L’intérêt de la médiation corporelle intégrative est pluriel. Premièrement : liberté et autonomie. Dans la pratique, concernant la proposition faite à la personne d’expérimenter quelque chose, c’est bien la personne qui enclenche son expérimentation. Ce n’est pas le praticien qui fait quelque chose sur la personne. A part la soutenir si besoin, ce qui se fait « à côté » plutôt que « sur » la personne. Deuxièmement : globalité et immédiateté. Ce que la personne expérimente va impacter tout son paysage. Tout ce qu’elle est. En une seule fois, en un instant, c’est immédiat. Et elle va s’en rendre compte par elle-même. Troisièmement : ancrage et pérennité. Ce que la personne aura expérimenté sera intégré spontanément, elle saura le retrouver quand bon lui semblera. Quatrièmement : respect et changement. Cette découverte n’est pas nécessairement spectaculaire, mais tout son paysage étant au moins légèrement modifié en accord avec ses dispositions du moment, il en découlera que toutes ces actions ultérieures auront une teinte légèrement différente. Ce qui peut produire des changements notables à plus ou moins long terme dans sa façon de faire, dans sa façon d’être, dans toutes ces relations, dans son quotidien, ou dans à sa situation.
Pour illustrer ces intérêts j’utilise souvent la métaphore de l’équilibre en vélo. Si vous le voulez bien, remémorez-vous le moment, ou de la période de votre vie, où vous avez perçu en vous la sensation d’équilibre sur votre vélo, si besoin, prenez votre temps … … …
Revenez à maintenant là tout de suite, ressentez en vous cette sensation d’équilibre et constatez par vous-même que, même sans vélo, vous savez où elle se situe. Vous la sentez là quelque part en vous. N’est-ce pas ? Oui, vous pouvez la recontacter, instantanément. Maintenant. Essayez, si vous voulez.

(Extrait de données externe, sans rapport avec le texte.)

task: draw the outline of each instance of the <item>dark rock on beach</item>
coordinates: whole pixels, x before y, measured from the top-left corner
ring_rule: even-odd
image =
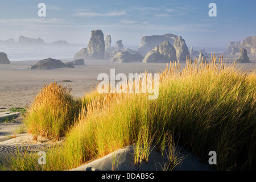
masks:
[[[75,68],[69,64],[63,63],[61,60],[48,58],[39,61],[36,64],[31,65],[30,69],[51,69],[62,68]]]
[[[0,64],[9,64],[10,60],[9,60],[7,55],[4,52],[0,52]]]

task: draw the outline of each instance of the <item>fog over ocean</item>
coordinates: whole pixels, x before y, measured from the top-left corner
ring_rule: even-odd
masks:
[[[5,52],[11,61],[40,60],[51,57],[60,60],[72,60],[83,45],[71,44],[67,47],[42,46],[0,46],[0,52]]]
[[[1,46],[0,52],[5,52],[8,56],[8,59],[11,61],[40,60],[51,57],[59,60],[72,60],[74,55],[81,48],[86,47],[86,45],[69,44],[66,47],[54,47],[52,46]],[[125,48],[137,49],[138,46],[125,46]],[[188,47],[189,49],[190,47]],[[204,48],[195,47],[194,50],[201,50]],[[224,48],[205,48],[207,53],[215,52],[216,53],[222,53]]]

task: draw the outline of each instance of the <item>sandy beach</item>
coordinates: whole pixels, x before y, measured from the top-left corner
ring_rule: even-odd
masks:
[[[218,55],[217,55],[218,56]],[[224,55],[224,61],[233,64],[238,55]],[[243,72],[252,72],[255,70],[256,55],[249,55],[251,63],[237,64]],[[210,58],[208,58],[209,60]],[[217,59],[218,60],[218,59]],[[63,62],[67,60],[63,60]],[[86,60],[84,66],[75,66],[75,68],[61,68],[51,70],[30,70],[30,65],[38,61],[11,61],[10,65],[0,65],[0,116],[6,118],[7,116],[19,114],[10,112],[8,109],[15,107],[26,107],[29,106],[36,97],[44,84],[49,84],[54,81],[65,86],[71,86],[72,94],[76,98],[81,98],[85,93],[94,89],[97,84],[97,76],[105,73],[110,75],[110,69],[115,69],[115,74],[124,73],[141,73],[147,70],[154,73],[164,70],[167,64],[166,63],[145,64],[142,63],[130,63],[116,64],[108,60]],[[185,63],[180,64],[181,69]],[[63,81],[68,80],[69,81]],[[7,156],[15,154],[17,147],[30,146],[31,151],[39,151],[55,143],[45,139],[32,139],[32,136],[24,132],[18,134],[18,130],[24,125],[23,117],[19,114],[9,122],[0,123],[0,161]],[[22,147],[23,146],[23,147]],[[119,165],[115,170],[162,170],[164,161],[161,159],[160,154],[154,150],[150,156],[147,164],[143,164],[140,168],[136,168],[133,164],[133,146],[127,146],[109,155],[92,161],[73,170],[112,170],[113,158],[119,158]],[[210,166],[202,163],[200,159],[189,153],[179,152],[180,156],[184,158],[182,165],[177,166],[175,170],[211,170]],[[157,164],[157,165],[156,164]]]
[[[218,55],[216,55],[218,57]],[[233,63],[238,55],[224,55],[224,60]],[[242,67],[244,71],[251,71],[256,68],[256,55],[249,55],[251,63],[237,64],[237,67]],[[208,60],[210,60],[208,58]],[[218,60],[218,59],[217,59]],[[61,60],[63,62],[68,60]],[[76,66],[75,68],[61,68],[51,70],[29,70],[30,65],[38,61],[11,61],[9,65],[0,65],[0,107],[10,109],[13,107],[28,106],[36,97],[44,84],[54,81],[65,86],[71,86],[72,94],[77,98],[94,89],[97,83],[97,76],[105,73],[110,75],[110,69],[118,73],[143,73],[147,70],[149,73],[161,72],[166,68],[166,63],[150,63],[133,62],[117,64],[109,60],[86,60],[84,66]],[[184,63],[180,63],[182,69]]]

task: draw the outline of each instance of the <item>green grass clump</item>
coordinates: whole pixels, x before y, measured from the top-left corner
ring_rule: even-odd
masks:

1. Ce jour-là, vous étiez sans doute accompagné, mais c’est bien vous qui avez enclenché le processus d’équilibre en vous. 2. Le moment de votre prise de conscience de votre équilibre s’est produit une fois pour toutes, et a changé de façon indélébile toute votre perception de vous-même dans votre corps. 3. Depuis le moment de cette découverte vous avez pu retrouver votre équilibre à chaque fois que vous êtes monté sur un vélo, sans même vous demander si vous saviez encore le faire. 4. Cette expérience d’équilibre à vélo a modifié toutes vos représentations et toutes vos attitudes au regard d’une quantité incroyable de choses en vous et autour de vous.
Comment « ça marche » la médiation corporelle ?

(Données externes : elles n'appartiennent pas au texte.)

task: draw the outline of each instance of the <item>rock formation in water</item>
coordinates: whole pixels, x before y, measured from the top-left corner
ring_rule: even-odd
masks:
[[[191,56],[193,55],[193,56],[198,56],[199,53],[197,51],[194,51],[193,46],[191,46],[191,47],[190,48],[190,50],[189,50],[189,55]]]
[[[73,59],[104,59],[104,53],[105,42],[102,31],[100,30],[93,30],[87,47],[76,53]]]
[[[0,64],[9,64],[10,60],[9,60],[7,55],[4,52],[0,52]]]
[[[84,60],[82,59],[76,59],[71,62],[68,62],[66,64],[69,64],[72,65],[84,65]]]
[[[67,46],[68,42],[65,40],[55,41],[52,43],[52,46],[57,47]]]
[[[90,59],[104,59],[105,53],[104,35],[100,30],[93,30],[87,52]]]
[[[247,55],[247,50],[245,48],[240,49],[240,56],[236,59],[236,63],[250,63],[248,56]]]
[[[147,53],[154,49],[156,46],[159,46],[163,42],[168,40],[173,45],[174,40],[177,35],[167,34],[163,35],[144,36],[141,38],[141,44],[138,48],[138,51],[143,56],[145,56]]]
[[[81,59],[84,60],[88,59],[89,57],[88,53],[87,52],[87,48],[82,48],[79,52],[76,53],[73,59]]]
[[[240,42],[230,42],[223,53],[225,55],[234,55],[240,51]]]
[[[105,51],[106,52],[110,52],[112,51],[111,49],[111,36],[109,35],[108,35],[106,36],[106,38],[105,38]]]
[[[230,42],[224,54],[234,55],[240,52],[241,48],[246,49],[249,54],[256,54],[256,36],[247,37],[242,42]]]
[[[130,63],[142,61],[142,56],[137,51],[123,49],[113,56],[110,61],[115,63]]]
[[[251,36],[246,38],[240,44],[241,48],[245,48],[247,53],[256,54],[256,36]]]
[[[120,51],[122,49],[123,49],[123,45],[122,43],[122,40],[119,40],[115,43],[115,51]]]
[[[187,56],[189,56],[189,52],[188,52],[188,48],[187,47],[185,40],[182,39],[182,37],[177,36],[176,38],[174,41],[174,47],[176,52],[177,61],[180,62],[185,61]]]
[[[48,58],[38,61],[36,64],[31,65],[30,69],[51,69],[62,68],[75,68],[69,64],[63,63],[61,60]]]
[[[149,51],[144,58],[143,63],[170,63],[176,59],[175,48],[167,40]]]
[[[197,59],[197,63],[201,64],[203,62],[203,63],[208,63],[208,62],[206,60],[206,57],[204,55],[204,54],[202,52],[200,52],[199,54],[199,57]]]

En fait ça marche très bien ! En tout cas dans le corps des personnes accompagnées ça marche très bien. Ce qui doit nécessairement être en bon état de marche, c’est la perception de l’accompagnant et sa capacité à indiquer quoi et comment faire. C’est vraiment et uniquement à cet endroit-là de la médiation corporelle qu’il s’agit de développer ses capacités pour l’accompagnant. Percevoir chaque personne ou le groupe accompagné comme une seule « chose », en une seule perception, et à partir de cette perception uniquement, indiquer quoi et comment faire. Oui, c’est là que se loge la question de « comment ça marche ? » la médiation corporelle.

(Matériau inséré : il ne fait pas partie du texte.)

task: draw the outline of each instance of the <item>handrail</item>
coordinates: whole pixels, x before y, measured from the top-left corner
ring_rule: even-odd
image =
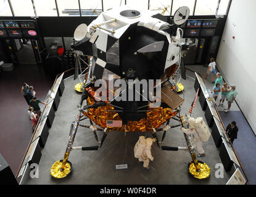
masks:
[[[81,69],[83,69],[83,70],[85,70],[85,69],[86,69],[86,68],[81,68]],[[71,68],[70,69],[68,69],[68,70],[66,70],[66,71],[64,71],[63,73],[59,73],[59,74],[57,74],[57,75],[56,75],[56,77],[55,78],[55,80],[54,80],[54,83],[53,83],[53,85],[52,85],[52,87],[50,89],[50,90],[51,90],[51,91],[52,90],[53,87],[54,87],[54,85],[55,85],[55,84],[56,83],[57,79],[59,78],[59,76],[60,76],[61,74],[62,74],[62,73],[67,73],[67,72],[68,72],[68,71],[71,71],[71,70],[75,70],[75,68]],[[49,99],[49,98],[48,98],[48,99]],[[43,114],[43,113],[44,113],[44,111],[45,108],[46,108],[46,106],[44,106],[44,109],[43,109],[43,112],[42,112],[42,115]],[[29,143],[28,143],[28,147],[27,147],[27,149],[26,149],[26,151],[25,151],[25,152],[24,156],[23,156],[23,157],[22,158],[22,162],[21,162],[21,163],[20,163],[20,166],[19,167],[18,171],[17,172],[16,175],[15,175],[15,179],[18,179],[18,175],[19,175],[19,172],[20,172],[20,169],[21,169],[21,168],[22,168],[22,164],[23,164],[23,163],[24,162],[25,158],[25,156],[26,156],[26,155],[27,155],[27,153],[28,153],[28,149],[29,149],[29,148],[30,148],[30,145],[31,145],[31,143],[32,142],[32,140],[33,140],[33,137],[34,137],[34,135],[35,135],[35,133],[36,133],[36,129],[37,129],[37,128],[38,128],[38,127],[39,123],[40,123],[40,121],[41,121],[41,117],[42,117],[42,116],[40,116],[40,118],[39,118],[39,119],[38,119],[38,123],[37,123],[37,124],[36,124],[36,127],[35,128],[34,132],[33,132],[33,135],[32,135],[32,137],[31,137],[31,139],[30,139],[30,142],[29,142]]]
[[[195,72],[195,73],[196,73],[198,75],[199,75],[199,76],[202,78],[202,81],[203,81],[204,83],[205,84],[205,80],[204,80],[204,79],[202,77],[202,74],[199,74],[199,73],[197,73],[197,72],[196,72],[196,71],[192,71],[192,70],[190,70],[190,69],[188,69],[188,70],[189,70],[189,71],[191,71]],[[217,112],[217,114],[218,114],[218,118],[220,118],[220,122],[221,122],[221,124],[222,124],[222,126],[223,127],[224,130],[226,131],[226,127],[225,127],[225,126],[224,125],[223,121],[222,121],[221,117],[220,116],[220,113],[218,113],[218,111],[217,108],[216,108],[215,105],[213,105],[214,108],[215,109],[216,111]],[[237,161],[238,161],[238,162],[239,162],[239,164],[240,164],[240,167],[241,167],[241,169],[242,169],[242,171],[243,171],[243,172],[244,172],[244,175],[246,176],[246,179],[247,180],[247,182],[246,183],[246,184],[247,184],[247,185],[248,185],[248,184],[249,183],[249,182],[250,182],[250,180],[248,179],[248,177],[247,177],[247,174],[246,174],[246,171],[245,171],[245,170],[244,170],[244,167],[242,167],[242,164],[241,164],[241,161],[240,161],[239,158],[239,157],[238,157],[238,156],[237,156],[237,153],[236,153],[236,150],[234,149],[234,147],[233,147],[233,145],[232,142],[230,141],[230,140],[228,140],[228,141],[229,142],[229,143],[230,143],[230,145],[231,145],[232,149],[233,150],[234,153],[234,154],[236,155],[236,158],[237,159]]]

Ce qui se passe dans le corps de la personne reste au final un certain mystère. Et de mon point de vue c’est très bien ainsi. Par contre, en tant qu’accompagnant, je dois absolument me rendre compte de ce qui se passe en moi. Et plus précisément, je dois discerner dans ma sensorialité, les sensations qui viennent de mon corps de celles qui sont induites par la relation avec la personne et ce à chaque moment de l’accompagnement. Peut-être est-ce plus facile à dire qu’à faire, mais à faire comprendre ça devrait le faire. Imaginez-vous avec un ballon de baudruche à l’intérieur de vous. Toutes les sensations que vous sentez à l’intérieur du ballon sont celles de votre corps. Certaines sensations que vous sentez à la surface du ballon peuvent venir de la relation avec la personne que vous accompagnez, donc potentiellement elles peuvent esquisser ce qui se passe pour elle, en elle.
Oui je sais, dit comme ça, ça à l’air d’être de l’à-peu-près de beaucoup de doute. Mais, avec de l’équipement, de l’entraînement et une bonne connaissance de son équipier, on arrive facilement à des perceptions étonnantes et particulièrement aidantes pour accompagner par ou avec, un peu de médiation corporelle.
L’équipement ce sont nos cinq sens et surtout notre attention, comme un sixième sens, qui permettra peut-être de capter le septième, le ressenti, le huitième, l’empathie, et le neuvième, l’intuition, etc. L’entraînement ce sont toutes les pratiques et techniques qui musclent assouplissent et jouent avec nos sens. Il existe tant de pratiques, culturelles, sportives, culinaires, bien-être, artistiques, etc. Mon conseil : choisissez les plus simples et les plus ludiques pour vous. Et surtout, faites comme vous le sentez ! Si vous débutez, commencez plutôt par jouer avec vos sens dans des situations avec peu d’enjeu dans la relation. Enfin l’équipier, évidemment c’est soi-même, indulgence, doute, confiance, humour, challenge, chacun sa façon de faire équipe avec sa sensorialité, sa sensibilité, son intériorité.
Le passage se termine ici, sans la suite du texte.